I think there is a case for them to pay for any consequential loss incurred; some users will not have the technical skills to remove the software and may need the services of a specialist company. Obviously after being the victim of this abuse, users can’t really be expected to trust the perpetrator of this crime to fix it. So they would need to pay for a suitable anti virus solution and they would need to pay indefinitely to keep this updated to avoid any future viruses written to use Sony’s exploit. Users may also consider claiming for lost time in the research, investigation, analysis and implementation of the solution to the Sony rootkit. Surely Sony should be forced to replaced the CD’s for legitimate CD’s that contain just the music that each client contracted to purchase.

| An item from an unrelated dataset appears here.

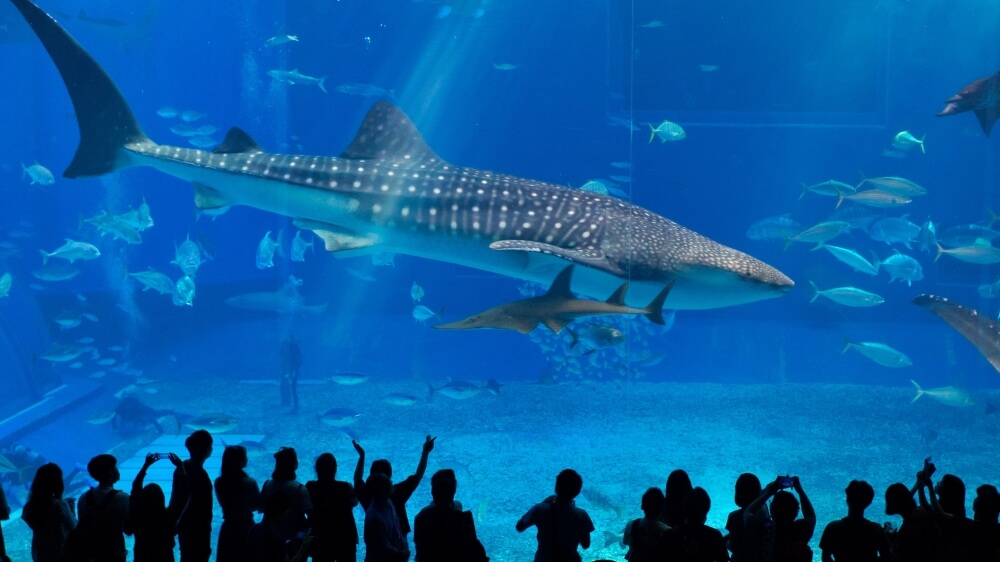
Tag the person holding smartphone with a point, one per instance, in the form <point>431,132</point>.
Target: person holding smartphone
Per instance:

Any judge considering this case needs to consider the cost of viruses this link

shows that a single virus like slammer costs close to 1 billion dollars and Sony's is worse because different viruses can be written using the Sony exploit.

The Sony exploit shows an incredible arrogance on Sony’s part, the decision to implement this rootkit must have been made at a very high level certain in the knowledge of the potential dangers. I find it incredible to think that Sony could treat it’s customers with such contempt.

The problem with the whole music and film industry is that they have simply failed to understand why people illegally copy their CD’s and DVD’s. Yet will a little lateral thinking the whole problem of copyright theft could be obliterated almost overnight.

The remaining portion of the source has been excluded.